The third study, published in the American Political Science Review earlier this year, finds that women and men tend to have equal voice and authority in deliberative, political bodies when there are a) few women, but unanimous decision rules, or b) many women, and majority decision rules. The study’s authors conclude that institutional procedures and design can effectively mitigate inequality in politics.
Note how none of these studies cite how women can change politics because they are nice, co-operative or sweet. Note how research shows that women’s presence in politics can change the behaviour of men, at times through increasingly hostile reactions. Note how scholars suggest that increasing the number of women in politics may lead to different policy outcomes, because women do some, but not all, aspects of politics differently than men.
How might women change politics in Canada? Adversarialism and opposition are built into our political process. This probably won’t change by increasing the number of women in the process, and it’s not clear to me that it should.
What is clear to me, though, is that two premiers held a publicized, bilateral, arguably spurious meeting designed to distract the B.C. electorate from other issues that may cost Clark the 2013 election.
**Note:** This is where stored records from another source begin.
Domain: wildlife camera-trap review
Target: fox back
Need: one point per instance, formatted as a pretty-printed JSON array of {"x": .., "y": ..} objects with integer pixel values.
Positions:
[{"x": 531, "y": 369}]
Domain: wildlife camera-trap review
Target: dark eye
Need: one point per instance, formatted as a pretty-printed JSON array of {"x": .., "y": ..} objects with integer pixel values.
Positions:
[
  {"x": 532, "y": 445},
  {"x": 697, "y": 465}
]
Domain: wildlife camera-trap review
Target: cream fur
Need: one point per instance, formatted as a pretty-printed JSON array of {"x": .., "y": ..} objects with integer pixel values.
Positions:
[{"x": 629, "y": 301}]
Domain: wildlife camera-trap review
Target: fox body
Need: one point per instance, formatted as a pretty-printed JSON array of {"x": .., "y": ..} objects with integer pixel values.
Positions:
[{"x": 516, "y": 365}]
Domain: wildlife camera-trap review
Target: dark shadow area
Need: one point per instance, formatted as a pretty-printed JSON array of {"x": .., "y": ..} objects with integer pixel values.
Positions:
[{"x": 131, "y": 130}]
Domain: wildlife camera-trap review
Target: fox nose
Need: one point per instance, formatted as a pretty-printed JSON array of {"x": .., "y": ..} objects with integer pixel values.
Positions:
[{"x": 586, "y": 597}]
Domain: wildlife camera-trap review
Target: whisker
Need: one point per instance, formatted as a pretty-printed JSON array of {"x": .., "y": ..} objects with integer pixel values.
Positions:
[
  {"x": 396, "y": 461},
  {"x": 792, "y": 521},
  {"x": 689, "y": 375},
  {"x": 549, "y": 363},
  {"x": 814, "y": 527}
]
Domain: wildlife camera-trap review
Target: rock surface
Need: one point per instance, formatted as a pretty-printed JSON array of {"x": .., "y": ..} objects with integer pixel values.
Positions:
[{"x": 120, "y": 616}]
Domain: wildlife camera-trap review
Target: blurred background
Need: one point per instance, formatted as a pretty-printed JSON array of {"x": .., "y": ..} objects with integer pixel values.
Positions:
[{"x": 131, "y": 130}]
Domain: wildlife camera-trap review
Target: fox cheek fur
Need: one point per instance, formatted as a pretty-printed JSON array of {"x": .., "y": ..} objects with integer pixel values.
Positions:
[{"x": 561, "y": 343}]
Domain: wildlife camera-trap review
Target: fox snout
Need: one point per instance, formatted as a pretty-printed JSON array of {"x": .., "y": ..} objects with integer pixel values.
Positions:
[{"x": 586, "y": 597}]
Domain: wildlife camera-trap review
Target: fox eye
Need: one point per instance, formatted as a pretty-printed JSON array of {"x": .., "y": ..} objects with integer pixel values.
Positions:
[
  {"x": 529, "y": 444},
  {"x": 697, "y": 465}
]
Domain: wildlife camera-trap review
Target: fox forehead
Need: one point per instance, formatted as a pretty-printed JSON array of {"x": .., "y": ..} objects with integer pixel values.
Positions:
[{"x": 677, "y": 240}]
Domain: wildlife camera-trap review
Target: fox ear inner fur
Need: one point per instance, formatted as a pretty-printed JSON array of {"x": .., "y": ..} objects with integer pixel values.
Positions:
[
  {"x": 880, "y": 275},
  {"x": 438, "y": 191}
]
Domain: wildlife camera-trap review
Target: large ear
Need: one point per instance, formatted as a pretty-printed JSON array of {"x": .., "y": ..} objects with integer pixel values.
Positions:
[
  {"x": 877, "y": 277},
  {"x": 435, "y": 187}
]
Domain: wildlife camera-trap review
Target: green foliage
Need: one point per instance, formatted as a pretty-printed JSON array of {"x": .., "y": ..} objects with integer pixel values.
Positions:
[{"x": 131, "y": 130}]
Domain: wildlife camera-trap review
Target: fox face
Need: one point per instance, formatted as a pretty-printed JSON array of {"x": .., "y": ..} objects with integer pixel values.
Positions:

Though the content of the meeting was not new, it is worth pointing out that Clark and Redford appear to agree on two very contentious issues related to the Enbridge pipeline — the environment and First Nation’s rights. I wouldn’t say that these premiers arrived at this agreement because they are women. I would say, though, this part of the story is lost when gender stereotypes are used to frame this meeting as “frosty” and “not sweet.”
It is also clear that Clark and Redford’s disagreement on royalties is hardly as contentious or adversarial as other political quarrels in Canada’s recent political past. Danny Williams’ famous “ABC” campaign against Stephen Harper’s Conservatives was openly hostile. By comparison, Clark and Redford are engaging in a discussion that is both as public as, and more constructive than, the Williams-Harper spat.
Canadians shouldn’t think of women in politics like a spoonful of sugar in their morning coffee: adding more won’t make politics any sweeter. Instead, we should develop realistic expectations about how the political process might change if more women were involved.
Melanee Thomas is an assistant professor in the department of political science at the University of Calgary.